Toxtricity is a Stage 1, so it is neither easy nor difficult to work into most decks.  130 HP isn’t as good as it once was, and is more likely to be OHKO’d than not by medium or better attacks, but it can hang on against less.  [F] Weakness and lack of Resistance are better than they ought to be.  Part of that is the HP, as 130 is low enough that doubling or reducing damage from a single type’s attackers won’t make much of a difference.  Getting into specifics, Fighting types are a sliver of the metagame and most Pokémon have no Resistance.  A Retreat Cost of [CC] is neither high nor low; depending on the rest of your deck, you might avoid it, reduce it, or just pay it as needed.

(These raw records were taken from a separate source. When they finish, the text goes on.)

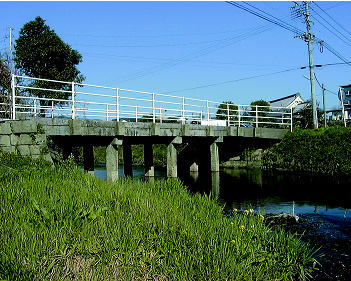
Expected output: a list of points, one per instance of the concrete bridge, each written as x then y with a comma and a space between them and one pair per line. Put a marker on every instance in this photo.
190, 147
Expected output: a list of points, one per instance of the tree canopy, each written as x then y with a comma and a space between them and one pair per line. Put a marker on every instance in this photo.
40, 53
5, 88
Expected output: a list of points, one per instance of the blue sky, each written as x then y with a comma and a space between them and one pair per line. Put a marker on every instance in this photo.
201, 49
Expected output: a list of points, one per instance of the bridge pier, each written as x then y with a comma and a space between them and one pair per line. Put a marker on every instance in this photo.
127, 158
172, 157
88, 154
149, 160
112, 168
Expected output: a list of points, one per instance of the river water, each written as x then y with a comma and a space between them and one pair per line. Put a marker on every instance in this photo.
321, 202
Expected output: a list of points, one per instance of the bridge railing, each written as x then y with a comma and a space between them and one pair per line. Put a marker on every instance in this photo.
84, 101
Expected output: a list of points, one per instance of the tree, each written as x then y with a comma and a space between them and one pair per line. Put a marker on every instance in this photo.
261, 108
40, 53
227, 107
5, 88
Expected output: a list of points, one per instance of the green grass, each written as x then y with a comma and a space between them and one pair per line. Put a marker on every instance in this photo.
58, 223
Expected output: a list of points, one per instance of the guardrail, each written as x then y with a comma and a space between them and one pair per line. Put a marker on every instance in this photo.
84, 101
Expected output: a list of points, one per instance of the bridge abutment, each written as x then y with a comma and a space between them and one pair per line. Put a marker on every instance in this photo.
202, 154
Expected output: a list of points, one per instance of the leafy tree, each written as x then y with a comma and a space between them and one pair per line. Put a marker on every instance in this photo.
227, 107
5, 88
262, 109
40, 53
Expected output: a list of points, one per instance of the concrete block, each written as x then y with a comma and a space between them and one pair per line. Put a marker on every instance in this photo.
34, 150
246, 132
185, 130
5, 140
8, 149
24, 127
40, 138
14, 139
48, 158
120, 128
155, 129
25, 139
24, 150
232, 131
5, 129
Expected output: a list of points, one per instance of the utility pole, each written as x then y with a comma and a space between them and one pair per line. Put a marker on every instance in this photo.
325, 114
11, 55
309, 38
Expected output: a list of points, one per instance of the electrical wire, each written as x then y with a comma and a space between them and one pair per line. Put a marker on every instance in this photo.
315, 3
192, 55
235, 80
288, 27
331, 30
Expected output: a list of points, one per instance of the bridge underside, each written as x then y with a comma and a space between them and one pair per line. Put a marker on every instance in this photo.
190, 147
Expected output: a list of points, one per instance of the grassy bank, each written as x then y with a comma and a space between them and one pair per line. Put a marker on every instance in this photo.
325, 150
58, 223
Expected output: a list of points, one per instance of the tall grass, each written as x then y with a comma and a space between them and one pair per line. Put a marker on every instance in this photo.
58, 223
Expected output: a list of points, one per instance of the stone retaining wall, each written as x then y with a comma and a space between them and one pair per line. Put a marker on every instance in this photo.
25, 138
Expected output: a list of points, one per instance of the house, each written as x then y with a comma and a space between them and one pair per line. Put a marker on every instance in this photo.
345, 100
293, 101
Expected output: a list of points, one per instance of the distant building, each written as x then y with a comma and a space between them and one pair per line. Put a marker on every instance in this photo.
345, 100
293, 101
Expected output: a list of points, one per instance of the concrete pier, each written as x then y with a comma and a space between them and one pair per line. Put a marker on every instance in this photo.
190, 147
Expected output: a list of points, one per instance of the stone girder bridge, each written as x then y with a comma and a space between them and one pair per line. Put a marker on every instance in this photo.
190, 147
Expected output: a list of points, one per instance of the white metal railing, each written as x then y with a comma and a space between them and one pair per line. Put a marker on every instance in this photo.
84, 101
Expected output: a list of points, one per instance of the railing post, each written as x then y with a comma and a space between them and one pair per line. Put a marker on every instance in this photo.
106, 111
73, 102
183, 108
52, 109
239, 115
153, 108
117, 103
35, 107
208, 111
228, 118
13, 96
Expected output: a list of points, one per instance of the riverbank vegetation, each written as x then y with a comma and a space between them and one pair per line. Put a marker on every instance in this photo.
326, 150
58, 223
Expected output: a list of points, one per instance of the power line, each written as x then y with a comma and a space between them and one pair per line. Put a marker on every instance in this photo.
192, 55
152, 46
287, 26
235, 80
315, 3
331, 30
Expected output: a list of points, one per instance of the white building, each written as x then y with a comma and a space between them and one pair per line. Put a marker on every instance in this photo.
293, 101
345, 100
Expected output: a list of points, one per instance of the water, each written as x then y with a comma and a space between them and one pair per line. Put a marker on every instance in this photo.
266, 191
322, 203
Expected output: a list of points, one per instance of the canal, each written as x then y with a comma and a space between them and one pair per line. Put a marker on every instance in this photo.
321, 202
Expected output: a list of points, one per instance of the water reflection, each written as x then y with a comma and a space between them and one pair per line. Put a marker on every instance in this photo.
273, 192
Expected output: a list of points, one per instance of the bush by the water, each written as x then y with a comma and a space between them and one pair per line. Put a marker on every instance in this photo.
58, 223
324, 150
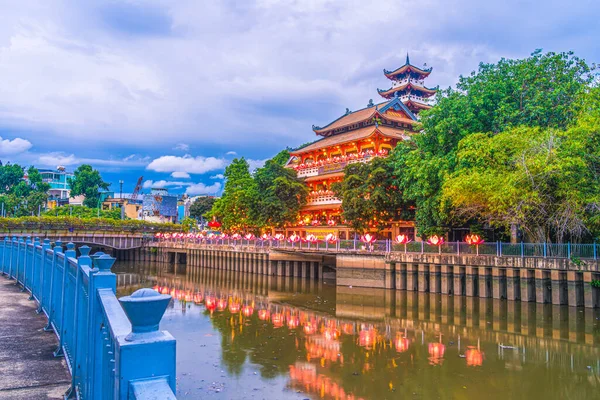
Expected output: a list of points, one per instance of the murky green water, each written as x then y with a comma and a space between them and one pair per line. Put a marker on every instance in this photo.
243, 336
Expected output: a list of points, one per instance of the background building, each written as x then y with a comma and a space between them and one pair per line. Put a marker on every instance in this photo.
159, 206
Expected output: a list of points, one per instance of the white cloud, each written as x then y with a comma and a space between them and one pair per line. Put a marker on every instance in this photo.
187, 163
16, 146
180, 175
254, 164
200, 188
58, 158
182, 147
192, 189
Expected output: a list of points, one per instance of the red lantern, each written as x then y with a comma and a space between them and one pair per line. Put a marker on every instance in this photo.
248, 311
474, 357
277, 320
234, 307
435, 240
402, 344
214, 223
474, 239
263, 315
402, 239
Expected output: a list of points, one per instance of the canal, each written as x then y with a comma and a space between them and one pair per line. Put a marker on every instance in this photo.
243, 336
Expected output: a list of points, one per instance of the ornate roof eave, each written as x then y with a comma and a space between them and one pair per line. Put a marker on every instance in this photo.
392, 74
392, 90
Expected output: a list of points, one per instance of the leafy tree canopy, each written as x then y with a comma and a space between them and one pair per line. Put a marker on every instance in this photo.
542, 91
201, 206
87, 182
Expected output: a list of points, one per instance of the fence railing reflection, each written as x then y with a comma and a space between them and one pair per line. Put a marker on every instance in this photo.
112, 346
499, 249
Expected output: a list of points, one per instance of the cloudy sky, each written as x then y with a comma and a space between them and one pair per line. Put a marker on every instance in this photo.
174, 90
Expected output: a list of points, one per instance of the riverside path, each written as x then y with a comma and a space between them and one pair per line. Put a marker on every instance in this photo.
28, 369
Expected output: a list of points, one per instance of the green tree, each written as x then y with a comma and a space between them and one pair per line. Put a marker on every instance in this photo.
87, 182
282, 194
83, 212
201, 206
543, 90
236, 208
369, 194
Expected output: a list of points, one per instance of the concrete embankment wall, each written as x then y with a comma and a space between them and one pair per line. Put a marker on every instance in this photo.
555, 281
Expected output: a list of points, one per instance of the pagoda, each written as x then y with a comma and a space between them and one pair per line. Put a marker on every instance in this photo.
357, 136
408, 83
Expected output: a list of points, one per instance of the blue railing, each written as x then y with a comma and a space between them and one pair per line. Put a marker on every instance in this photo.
113, 347
499, 249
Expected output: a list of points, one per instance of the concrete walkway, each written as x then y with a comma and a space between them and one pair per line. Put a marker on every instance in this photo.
28, 369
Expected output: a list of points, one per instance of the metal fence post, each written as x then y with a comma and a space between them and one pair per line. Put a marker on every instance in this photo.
522, 249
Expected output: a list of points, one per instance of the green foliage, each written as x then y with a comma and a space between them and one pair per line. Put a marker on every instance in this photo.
37, 224
235, 209
201, 206
188, 224
87, 182
542, 91
83, 212
21, 197
370, 197
272, 197
282, 194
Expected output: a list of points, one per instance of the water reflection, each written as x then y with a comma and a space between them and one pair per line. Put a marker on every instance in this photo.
348, 343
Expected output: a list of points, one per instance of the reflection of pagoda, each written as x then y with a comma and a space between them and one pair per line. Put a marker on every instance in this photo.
358, 136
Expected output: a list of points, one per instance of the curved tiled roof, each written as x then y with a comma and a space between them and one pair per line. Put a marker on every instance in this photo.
352, 136
410, 85
350, 118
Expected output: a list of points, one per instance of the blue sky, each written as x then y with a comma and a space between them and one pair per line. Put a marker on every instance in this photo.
174, 90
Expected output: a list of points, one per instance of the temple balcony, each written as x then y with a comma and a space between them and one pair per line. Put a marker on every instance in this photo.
418, 82
333, 165
412, 97
326, 198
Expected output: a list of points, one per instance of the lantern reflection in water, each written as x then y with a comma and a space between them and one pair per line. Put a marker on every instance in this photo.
293, 321
234, 307
367, 337
436, 353
402, 343
211, 303
474, 356
222, 304
264, 315
277, 320
248, 310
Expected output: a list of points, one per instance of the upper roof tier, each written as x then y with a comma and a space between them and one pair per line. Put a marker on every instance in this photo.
360, 118
407, 69
408, 87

Toxtricity knows two attacks.  “Poison Shout” costs [L] and does 20 damage to each of your opponent’s Pokémon, while also leaving your opponent’s Active Poisoned.  As usual, you don’t apply Weakness or Resistance for any Benched Pokémon you hit.  Both because of attack flavor and improved functionality, I really wish this attack did 20 and Poison to your opponent’s Active, but placed two damage counters instead of doing 20 damage to each opposing Benched Pokémon.  Why?  So you can still take advantage of Electropower to hit your opponent’s Active hard while doing damage spread… but the spread won’t be so easily blocked.  Oh, and “Hammer In” is a filler attack, doing 90 for [LCC].  It should at least be doing 100 for that price, probably more like 120.

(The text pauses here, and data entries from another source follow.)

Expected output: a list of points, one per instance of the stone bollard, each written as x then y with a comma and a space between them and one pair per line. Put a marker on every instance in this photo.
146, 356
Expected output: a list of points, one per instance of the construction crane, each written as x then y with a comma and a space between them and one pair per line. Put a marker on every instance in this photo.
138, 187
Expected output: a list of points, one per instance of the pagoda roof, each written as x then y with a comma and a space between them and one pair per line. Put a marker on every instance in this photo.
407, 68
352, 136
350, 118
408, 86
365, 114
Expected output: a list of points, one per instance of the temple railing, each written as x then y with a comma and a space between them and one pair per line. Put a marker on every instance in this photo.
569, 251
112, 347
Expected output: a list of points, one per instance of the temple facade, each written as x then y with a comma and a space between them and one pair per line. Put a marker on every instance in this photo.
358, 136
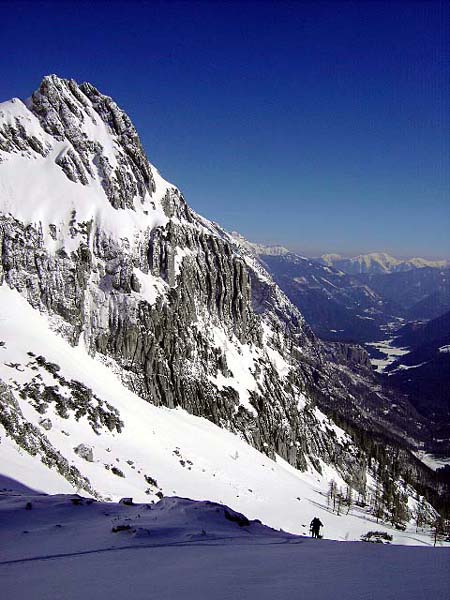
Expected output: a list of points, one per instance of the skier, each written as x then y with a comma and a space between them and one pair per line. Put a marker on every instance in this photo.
315, 526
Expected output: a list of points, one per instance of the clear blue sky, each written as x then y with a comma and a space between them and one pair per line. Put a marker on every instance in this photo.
320, 125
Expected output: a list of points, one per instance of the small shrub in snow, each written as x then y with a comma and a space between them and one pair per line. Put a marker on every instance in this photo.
151, 480
85, 452
241, 520
126, 501
377, 537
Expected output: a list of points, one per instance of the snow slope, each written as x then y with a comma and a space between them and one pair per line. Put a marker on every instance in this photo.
179, 549
160, 450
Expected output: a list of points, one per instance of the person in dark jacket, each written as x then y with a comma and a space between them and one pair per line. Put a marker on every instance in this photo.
315, 526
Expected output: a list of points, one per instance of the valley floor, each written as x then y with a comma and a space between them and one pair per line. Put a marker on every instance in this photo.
64, 547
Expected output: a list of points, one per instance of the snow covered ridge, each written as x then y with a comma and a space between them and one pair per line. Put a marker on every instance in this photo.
106, 270
184, 550
378, 262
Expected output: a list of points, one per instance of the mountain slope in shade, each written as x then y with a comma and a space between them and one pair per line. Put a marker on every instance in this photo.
120, 268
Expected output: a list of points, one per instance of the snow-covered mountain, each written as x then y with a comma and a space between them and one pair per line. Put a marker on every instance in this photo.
70, 547
378, 262
119, 303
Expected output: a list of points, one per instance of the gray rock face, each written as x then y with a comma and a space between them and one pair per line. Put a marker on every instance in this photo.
177, 305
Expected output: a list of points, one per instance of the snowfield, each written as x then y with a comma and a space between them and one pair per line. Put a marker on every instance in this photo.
160, 450
69, 547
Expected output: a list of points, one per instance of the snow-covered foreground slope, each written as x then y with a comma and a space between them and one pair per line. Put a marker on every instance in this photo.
158, 450
64, 547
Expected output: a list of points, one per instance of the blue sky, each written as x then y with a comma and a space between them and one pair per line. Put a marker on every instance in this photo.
320, 125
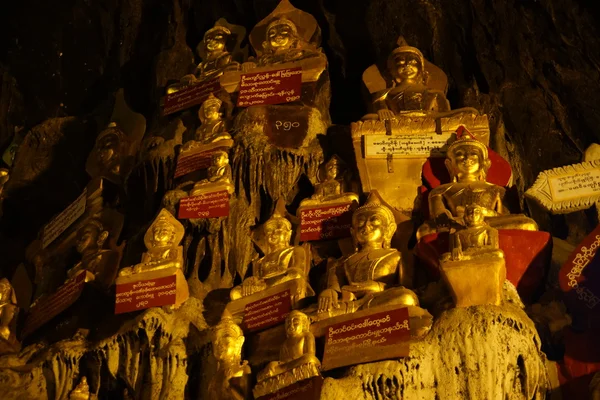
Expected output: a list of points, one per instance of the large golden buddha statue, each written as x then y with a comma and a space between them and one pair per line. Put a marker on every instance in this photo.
331, 189
297, 359
282, 262
232, 380
162, 241
409, 92
467, 161
215, 58
370, 276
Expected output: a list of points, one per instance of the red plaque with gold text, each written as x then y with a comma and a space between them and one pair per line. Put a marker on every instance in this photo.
144, 294
267, 312
209, 205
190, 96
50, 307
270, 87
325, 222
579, 277
373, 337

When it comes to fielding Toxtricity, either you’re evolving Toxel (SSH – Rebel Clash 068/192) or Ditto {*}.  If you want to focus on spreading damage, you’ll probably be running multiple Toxtricity and thus have to use Toxel.  If you just need to run a single Toxtricity, then you might be able to just use Ditto {*}.  Toxel offers nothing substantial, but at least its “Tight Jaw” attack costs [L] and lets you flip a coin to try and Paralyze your opponent’s Active.  It also does 10 damage, but Paralysis might buy you the turn you need to evolve.  All of this is conjecture, though.  As is typical, I haven’t tried a Toxtricity deck myself, and I’m having some issues with the PTCGO, so I haven’t even played it in several weeks, let alone faced any Toxtricity decks.

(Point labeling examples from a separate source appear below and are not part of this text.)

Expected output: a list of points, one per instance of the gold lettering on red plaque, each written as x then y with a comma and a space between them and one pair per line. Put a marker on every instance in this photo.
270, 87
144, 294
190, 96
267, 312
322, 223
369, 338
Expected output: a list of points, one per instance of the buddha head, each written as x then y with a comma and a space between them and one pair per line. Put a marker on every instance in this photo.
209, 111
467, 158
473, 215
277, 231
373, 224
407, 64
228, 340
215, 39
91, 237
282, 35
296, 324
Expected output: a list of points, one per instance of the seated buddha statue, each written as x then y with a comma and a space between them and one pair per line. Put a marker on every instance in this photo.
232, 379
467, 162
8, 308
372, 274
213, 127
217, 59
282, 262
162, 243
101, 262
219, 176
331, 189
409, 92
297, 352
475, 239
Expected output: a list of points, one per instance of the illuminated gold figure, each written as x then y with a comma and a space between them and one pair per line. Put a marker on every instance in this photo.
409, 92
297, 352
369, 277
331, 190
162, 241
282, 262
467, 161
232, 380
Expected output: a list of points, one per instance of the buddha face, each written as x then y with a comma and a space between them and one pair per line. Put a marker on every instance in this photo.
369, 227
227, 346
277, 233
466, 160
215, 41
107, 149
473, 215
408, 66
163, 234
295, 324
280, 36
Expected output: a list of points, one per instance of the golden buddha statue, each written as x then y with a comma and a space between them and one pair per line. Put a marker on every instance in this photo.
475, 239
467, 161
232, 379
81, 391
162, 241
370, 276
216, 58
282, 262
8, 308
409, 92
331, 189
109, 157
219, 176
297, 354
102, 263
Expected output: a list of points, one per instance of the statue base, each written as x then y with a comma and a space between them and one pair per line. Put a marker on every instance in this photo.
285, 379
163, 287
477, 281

I don’t have a Toxtricity deck to reference, because none of them have performed well in recent tournaments listed over on Limitless.  This could just be bad luck, but I think it is because spreading damage is a less effective in a metagame where so many competitive Pokémon have massive HP scores.  We still see such strategies, but they’re from decks like Galarian Obstagoon… which can use its attack to prevent an opponent’s Basic from attacking it back.  It also uses an Ability to place damage counters, so while the volume of damage being spread is lower, it can go where it does the most good without involving yet another card effect.

Expanded adds more combo partners, but also more competition and counters.  A lot more competition and counters.  What keeps its score from totally tanking, besides me perhaps being too generous, is some of the smaller decks are actually vulnerable to damage spreading tactics.  At least, they are if they’re not expecting damage spread and thus are running few to no counters.  Where Toxtricity can really shine (glow?) is the Limited Format.  Unless you whiff on Toxel or also pull a Basic Pokémon V worth running in a Mulligan deck, run Toxtricity.  Poison Shout isn’t an “I Win” button, but it can be close to it.  Special Conditions and spread are harder to deal with here, and hiding injured Pokémon on your Bench, or just having a bunch of low HP Basics waiting to evolve, are relatively common.


  • Standard: 2/5
  • Expanded: 2/5
  • Limited: 4/5

I guess I’m a fan of Toxtricity – the Pokémon – without even knowing it, because the above scores just barely align with the rest of my review.  Well, I do tend to love using Poison and/or damage spreading effects.  Toxtricity isn’t hopeless, but falls short of what it needs to compete.  A hypothetical metagame shift could help it, but I don’t expect that to happen.